Sin embargo, no hay que ser melómano para ubicar que la batucada no parece propia, que está marcada por la búsqueda de novedades ajenas y por un concepto impuesto de globalización. Por ejemplo, el Conacyt y el Sistema Nacional de Investigadores se han ido convirtiendo en las boutiques desde las que se impone una moda diseñada para otros aparadores. A los investigadores de todas las universidades les exigen resultados de investigación, pero, detalle menor, hay un ínfimo presupuesto para investigar; entonces despliegan la cascada de la simulación.
Hay, además, como lo señala Hinkelammert (2005), una estrategia mundial, un engranaje gigantesco que ha perdido el sentido de la vida. Esta maquinaria, encabezada por el Banco Mundial, hace esfuerzos por comprimir el amplio concepto de la educación a procesos de producción de capital humano. A las universidades les demanda que dejen de ser fuente de cultura crítica y de respuestas que resquebrajen los esquemas; les exigen que se conviertan, rápido y en silencio, en una fábrica eficiente de medios de producción, que es el papel al que remiten a los egresados.
En los reajustes del capital internacional, el humano ha pasado a ser sólo un factor en la aplastante esfera de la productividad. Los centros universitarios son hoy, como nunca antes, pasarelas exclusivas para que desfilen los demonios del pragmatismo y de la competencia caníbal; donde cada vez hay menos cabida para el fortalecimiento de las identidades culturales y de las posiciones ideológicas y políticas y más espacio para toneladas de información estéril.
Si el mercado dice que quiere egresados competentes en su ramo y dóciles en su comportamiento, las universidades obedecen imponiendo un modelo de educación “dura”, es decir, disciplinaria y preocupada por las competencias técnicas. Esto no sería tan malo si paralelamente no se subvalorara a la educación que incluye a los sentimientos, al espíritu y a la crítica como pilares formativos.
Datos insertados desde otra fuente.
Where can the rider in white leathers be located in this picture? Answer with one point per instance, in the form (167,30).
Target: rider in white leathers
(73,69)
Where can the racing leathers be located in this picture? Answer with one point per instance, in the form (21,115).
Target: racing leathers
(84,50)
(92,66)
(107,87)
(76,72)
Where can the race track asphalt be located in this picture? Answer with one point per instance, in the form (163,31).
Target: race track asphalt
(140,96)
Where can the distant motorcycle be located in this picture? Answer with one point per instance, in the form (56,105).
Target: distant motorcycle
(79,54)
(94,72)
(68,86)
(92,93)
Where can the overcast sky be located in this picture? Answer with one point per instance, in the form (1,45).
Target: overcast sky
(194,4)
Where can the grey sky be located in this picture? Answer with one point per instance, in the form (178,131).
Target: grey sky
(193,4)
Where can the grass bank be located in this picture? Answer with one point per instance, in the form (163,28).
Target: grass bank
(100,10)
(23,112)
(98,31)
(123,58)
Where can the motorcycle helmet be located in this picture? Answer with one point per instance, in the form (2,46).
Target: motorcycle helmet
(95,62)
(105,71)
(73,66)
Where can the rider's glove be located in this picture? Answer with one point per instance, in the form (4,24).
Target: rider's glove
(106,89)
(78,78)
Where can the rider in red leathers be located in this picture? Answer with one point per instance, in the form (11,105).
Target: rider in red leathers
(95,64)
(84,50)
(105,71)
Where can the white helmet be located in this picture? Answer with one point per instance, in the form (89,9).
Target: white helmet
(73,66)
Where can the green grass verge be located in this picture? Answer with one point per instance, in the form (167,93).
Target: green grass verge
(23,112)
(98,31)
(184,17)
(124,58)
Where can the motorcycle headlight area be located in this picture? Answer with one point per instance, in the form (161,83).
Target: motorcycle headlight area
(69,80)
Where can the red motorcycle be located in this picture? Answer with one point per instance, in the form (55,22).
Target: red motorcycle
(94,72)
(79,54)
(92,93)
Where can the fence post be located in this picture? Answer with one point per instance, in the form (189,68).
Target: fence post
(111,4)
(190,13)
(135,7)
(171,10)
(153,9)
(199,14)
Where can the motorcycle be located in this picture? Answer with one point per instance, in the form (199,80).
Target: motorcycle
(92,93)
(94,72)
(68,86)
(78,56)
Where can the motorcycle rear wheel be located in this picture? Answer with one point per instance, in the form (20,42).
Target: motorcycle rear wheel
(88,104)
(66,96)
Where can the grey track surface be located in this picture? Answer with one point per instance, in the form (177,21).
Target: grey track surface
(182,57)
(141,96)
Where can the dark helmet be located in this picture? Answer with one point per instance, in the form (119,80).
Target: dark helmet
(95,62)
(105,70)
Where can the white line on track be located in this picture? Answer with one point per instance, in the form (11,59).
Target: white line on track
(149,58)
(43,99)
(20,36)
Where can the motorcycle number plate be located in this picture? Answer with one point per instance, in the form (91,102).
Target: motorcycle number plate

A esta educación se le desprecia hasta en el nombre, pues le llaman “blanda o íntima”. Por ello Cioran (2001:33) afirmaba que la universidad es un peligro: el territorio de la muerte del espíritu.
Hoy hemos permitido que la belleza, la verdad, el amor, la solidaridad, las emociones no sean contrapeso alguno en los tiempos que corren a favor de la excelencia, la calidad, el éxito, la competitividad, el liderazgo, palabrejas que dibujan la somnífera utopía de los tecnócratas, que en el fondo no son más que una burda invitación a ser parte del juego del prestigio frívolo, del lucro y del poder.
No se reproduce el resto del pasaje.